HESI RN
HESI Medical Surgical Assignment Exam
1. A nurse cares for a client with urinary incontinence. The client states, “I am so embarrassed. My bladder leaks like a young child’s bladder.†How should the nurse respond?
- A. I understand how you feel. I would be mortified.
- B. Incontinence pads will minimize leaks in public.
- C. I can teach you strategies to help control your incontinence.
- D. More women experience incontinence than you might think.
Correct answer: C
Rationale: The nurse should accept and acknowledge the client’s concerns, and assist the client to learn techniques that will allow control of urinary incontinence. The nurse should not diminish the client’s concerns with the use of pads or stating statistics about the occurrence of incontinence.
2. After teaching a client with nephrotic syndrome and a normal glomerular filtration rate, the nurse assesses the client’s understanding. Which statement made by the client indicates a correct understanding of the nutritional therapy for this condition?
- A. I must decrease my intake of fat.
- B. I will increase my intake of protein.
- C. A decreased intake of carbohydrates will be required.
- D. An increased intake of vitamin C is necessary.
Correct answer: B
Rationale: In nephrotic syndrome, there is significant renal loss of protein leading to hypoalbuminemia and edema formation. If glomerular filtration is normal or near normal, increased protein loss should be matched by an increased intake of protein. Therefore, the correct statement indicating a correct understanding of the nutritional therapy for this condition is increasing protein intake. Decreasing fat, decreasing carbohydrates, or increasing vitamin C intake is not necessary for addressing the underlying issues associated with nephrotic syndrome.
3. How can a nurse best help a client undergoing a bone marrow aspiration and biopsy, along with two upset family members, manage anxiety during the procedure?
- A. Allow the client's family to stay for emotional support.
- B. Accompany the client silently.
- C. Encourage the client to take slow, deep breaths to promote relaxation.
- D. Provide the client an opportunity to verbalize emotions.
Correct answer: C
Rationale: Encouraging the client to take slow, deep breaths is an effective way for the nurse to help the client manage anxiety during the bone marrow aspiration and biopsy procedure. Slow, deep breathing can promote relaxation and help reduce anxiety levels. Choice A, allowing the client's family to stay for emotional support, may provide comfort but does not address a direct intervention to help manage anxiety. Choice B, staying with the client silently, may not actively help the client address their anxiety. Choice D, allowing the client to express feelings, is important but may not directly address anxiety management during the procedure.
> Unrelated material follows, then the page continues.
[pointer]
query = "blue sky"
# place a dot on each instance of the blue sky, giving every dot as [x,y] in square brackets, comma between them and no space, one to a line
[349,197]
4. After a client with peripheral vascular disease undergoes a right femoral-popliteal bypass graft, their blood pressure drops from 124/80 to 94/62. What should the nurse assess first?
- A. IV fluid infusion.
- B. Pedal pulses.
- C. Nasal cannula oxygen flow rate.
- D. Capillary refill time.
Correct answer: B
Rationale: Assessing pedal pulses is crucial in this situation as it helps determine the adequacy of perfusion to the lower extremity following a bypass graft. A decrease in blood pressure postoperatively could indicate decreased perfusion, making the assessment of pedal pulses a priority to ensure proper circulation. Checking IV fluid infusion, nasal cannula oxygen flow rate, or capillary refill time are not the immediate priorities in this scenario and would not provide direct information about perfusion to the affected extremity.
5. A client with acute glomerulonephritis (GN) is being evaluated by a nurse. Which manifestation should the nurse recognize as a positive response to the prescribed treatment?
- A. The client has lost 11 pounds in the past 10 days.
- B. The client’s urine specific gravity is 1.048.
- C. No blood is observed in the client’s urine.
- D. The client’s blood pressure is 152/88 mm Hg.
Correct answer: A
Rationale: A weight loss of 11 pounds in the past 10 days indicates fluid loss, a positive response to treatment for acute glomerulonephritis. It signifies that the glomeruli are functioning adequately to filter excess fluid. A urine specific gravity of 1.048 is high, indicating concentrated urine, which is not a positive response in this context. Blood in the urine is not a typical finding in glomerulonephritis, so its absence is expected and does not indicate a positive response to treatment. A blood pressure of 152/88 mm Hg is elevated and may suggest kidney damage or fluid overload, which are not positive responses to treatment.